More recently I have tried the ridiculously named Inoreader. It imported my Google Reader feeds fine but access is slow and the product is useless without wi-fi. The interface does not compare with NetNewsWire or Reeder, but those two services are seemingly silent on what they will do after June 30, 2013 passes, and Google Reader disappears.

More fool me for having used Google Reader in the first place, disregarding my own instincts about this business.

I suppose complaining about the Cloud is rather like Canute trying to reverse the waves, but I’m sure he was pretty miffed when the royal toes got soaked, and I am no less upset.
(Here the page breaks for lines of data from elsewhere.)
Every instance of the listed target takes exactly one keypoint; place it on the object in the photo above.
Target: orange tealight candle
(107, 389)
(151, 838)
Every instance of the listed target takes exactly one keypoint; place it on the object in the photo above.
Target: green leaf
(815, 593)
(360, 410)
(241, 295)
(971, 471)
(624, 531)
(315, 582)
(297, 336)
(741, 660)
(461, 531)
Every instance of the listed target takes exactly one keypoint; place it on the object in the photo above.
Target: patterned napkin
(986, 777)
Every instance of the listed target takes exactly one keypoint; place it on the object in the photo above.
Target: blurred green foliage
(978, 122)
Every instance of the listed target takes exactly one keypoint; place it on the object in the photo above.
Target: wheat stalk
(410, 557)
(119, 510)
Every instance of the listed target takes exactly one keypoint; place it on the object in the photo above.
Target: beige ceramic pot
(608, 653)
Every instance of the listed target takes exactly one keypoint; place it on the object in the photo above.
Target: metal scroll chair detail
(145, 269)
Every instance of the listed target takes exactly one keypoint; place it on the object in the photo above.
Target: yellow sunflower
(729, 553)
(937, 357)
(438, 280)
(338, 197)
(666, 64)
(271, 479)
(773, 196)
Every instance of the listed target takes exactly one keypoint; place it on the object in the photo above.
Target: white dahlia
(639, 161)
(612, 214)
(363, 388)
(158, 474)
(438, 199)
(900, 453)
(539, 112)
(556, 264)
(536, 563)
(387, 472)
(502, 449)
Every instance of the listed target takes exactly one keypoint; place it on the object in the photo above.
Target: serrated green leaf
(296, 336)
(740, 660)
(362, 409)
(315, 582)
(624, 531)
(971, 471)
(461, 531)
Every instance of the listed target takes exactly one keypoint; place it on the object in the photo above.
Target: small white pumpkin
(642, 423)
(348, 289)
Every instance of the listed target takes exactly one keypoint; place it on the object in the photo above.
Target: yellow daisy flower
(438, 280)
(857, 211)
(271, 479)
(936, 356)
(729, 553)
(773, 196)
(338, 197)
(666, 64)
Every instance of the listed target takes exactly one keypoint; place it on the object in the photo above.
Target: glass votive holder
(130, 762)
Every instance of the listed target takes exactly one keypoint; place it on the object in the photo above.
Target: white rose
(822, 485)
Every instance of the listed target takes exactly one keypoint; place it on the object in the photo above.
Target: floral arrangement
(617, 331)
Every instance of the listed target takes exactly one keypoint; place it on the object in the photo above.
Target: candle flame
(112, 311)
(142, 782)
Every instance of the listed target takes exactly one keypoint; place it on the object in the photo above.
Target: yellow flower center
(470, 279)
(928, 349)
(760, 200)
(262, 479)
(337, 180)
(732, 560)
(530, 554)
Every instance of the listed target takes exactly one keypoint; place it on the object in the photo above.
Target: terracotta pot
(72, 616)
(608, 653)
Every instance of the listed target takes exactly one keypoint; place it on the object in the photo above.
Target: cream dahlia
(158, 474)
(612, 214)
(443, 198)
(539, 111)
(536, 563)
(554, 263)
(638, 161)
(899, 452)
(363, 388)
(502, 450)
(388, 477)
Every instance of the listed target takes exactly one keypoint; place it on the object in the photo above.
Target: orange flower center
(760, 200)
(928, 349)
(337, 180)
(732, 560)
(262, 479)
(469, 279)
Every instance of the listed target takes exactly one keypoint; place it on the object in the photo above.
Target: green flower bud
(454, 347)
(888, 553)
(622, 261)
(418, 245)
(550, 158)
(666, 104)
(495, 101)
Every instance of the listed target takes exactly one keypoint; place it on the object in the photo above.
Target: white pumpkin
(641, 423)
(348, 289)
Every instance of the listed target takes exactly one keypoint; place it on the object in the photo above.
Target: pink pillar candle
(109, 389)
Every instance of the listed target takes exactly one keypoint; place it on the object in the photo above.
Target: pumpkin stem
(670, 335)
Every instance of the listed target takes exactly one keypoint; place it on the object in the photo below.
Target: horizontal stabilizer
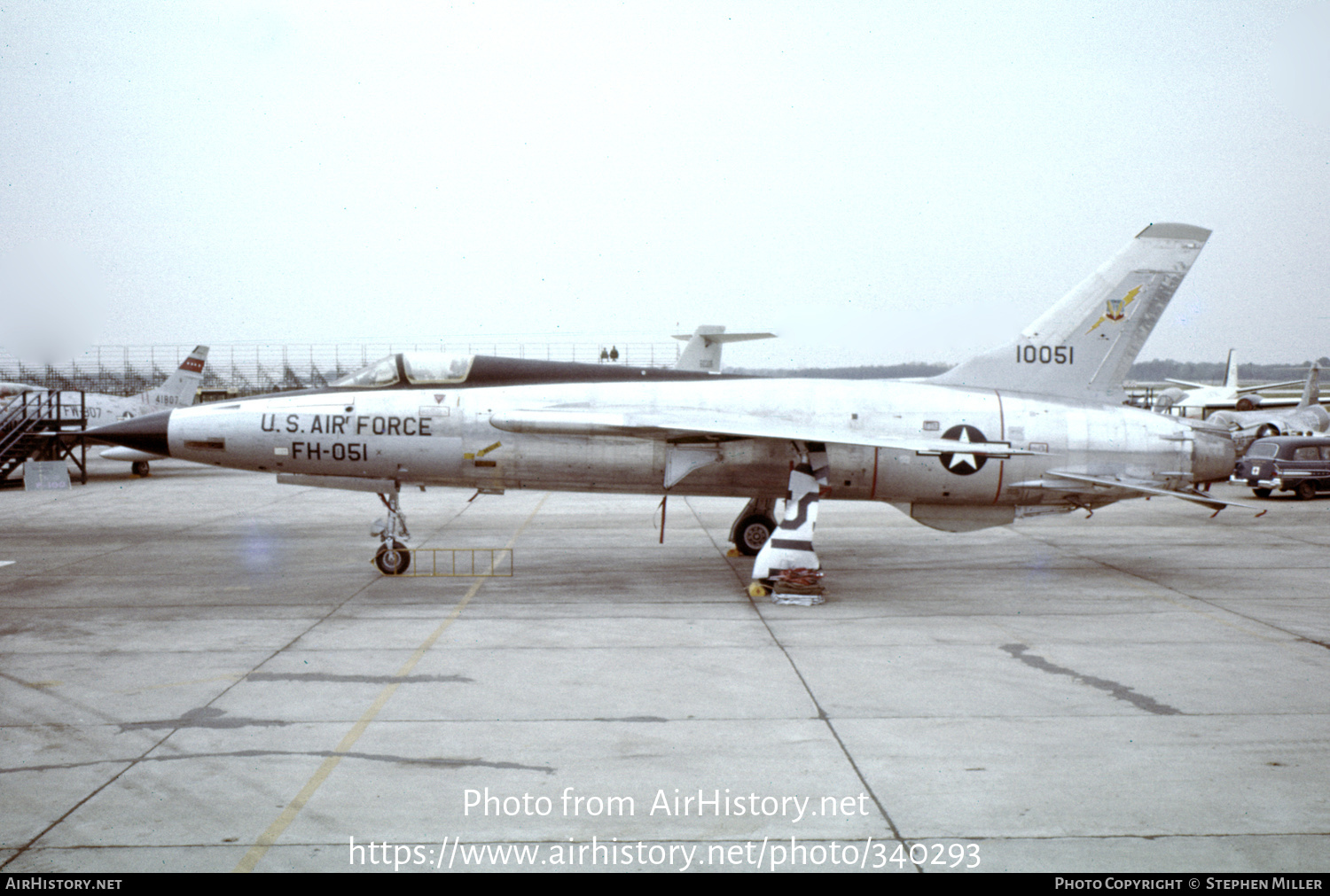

Every place I now go on the internet comes with loud demands that I join Facebook, or Google+ or any one of many other ‘social’ sites. I do not want to be ‘social’. I prefer to choose my own friends, not have them chosen for me. When I tried Twitter a while back my feed was inundated with messages from strangers of no interest to me. I quickly closed the account, though it was not easy to do. I constantly get messages from Linkedin users who want to share their profile with me. Why would I care about a stranger’s job aspirations? As for Facebook, well, I haven’t the faintest interest in exchanging images of my latest tattoo or dog with all and sundry and I certainly do not wish to hang out with a bunch of 10 year olds using US public school grammar. I want solid, hard information reliably delivered, information whose sources I choose. I want it fast and I do not want my profile being resold by my friendly Cloud provider.

And I also want to own my software (and forget those probably illegal agreements – with software, possession is ownership in my book, and I do not need your permission to use something I have paid for), not becoming a slave of the likes of Adobe who now insist I pay rent to access the latest versions of Photoshop in …. yes, you guessed it, the Cloud. Once I cease paying rent I may still have access to my locally stored images, but if they are in the wrong file format, I may no longer be able to process them. Why would anyone agree to that or be forced to adopt workarounds by storing in DNG or TIFF?

And if you believe one word of what a Facebook or a Google says about your security well, frankly you deserve one another. Here’s a search of the NYT on two comically contradictory words:

Facebook security

My advice to you? Close your Facebook account and cease being a marketable product. And view everything Google does with the most intense suspicion. You are a product to be sold. You are not the customer. Their advertiser is. And fight the Cloud with all your might to keep your data in your home, not on remote servers. Finally, for heaven’s sake, do not cave and sign up for Photoshop in the cloud. You do not need the latest purported features and your money is better spent on a standalone product whose entrepreneurial creator can use the capital and will allow you to retain future processing access to your pictures.